Proc. of the International Conf. on Spoken Language Processing (ICSLP), Vol. 3, pp. 774-777, Beijing, 2000
On the important modulation-frequency bands of speech for human speaker recognition
T. Arai, M. Takahashi, N. Kanedera, Y. Takano and Y. Murahara
Abstract: By means of perceptual experiments, we investigated what range of modulation frequency components of the mel-frequency cepstral coefficients (MFCC) contains the most important information for speaker identification. In our study, we conducted two perceptual experiments using an MFCC-based re-synthesis scheme with two types of excitation. In Experiment I, speech sounds were re-synthesized from the extracted pitch and white noise.

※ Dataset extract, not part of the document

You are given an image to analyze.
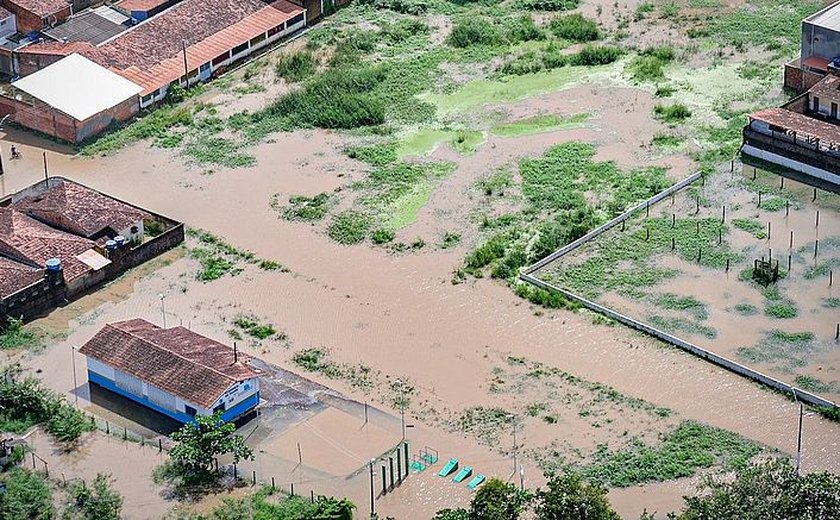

In Experiment II, speech sounds were re-synthesized only from white noise to avoid including pitch information. For each experiment the original speech sounds were uttered by two sets of five professors. A total of 44 students (16 for Exp. I and 28 for Exp. II) who attend the professors’ classes participated in the experiments. We analyzed the experimental results in order to estimate the relative importance of different modulation frequencies in speaker recognition. The results show that the most important speaker information was in modulation frequency components from 2 to 8 Hz for both Exp. I (pitch-excited) and Exp. II (noise-excited). These results also show that some contribution was derived from including modulation frequency components around 0 Hz. Hence, we concluded that dynamic features are important for human speaker identification as well as static features.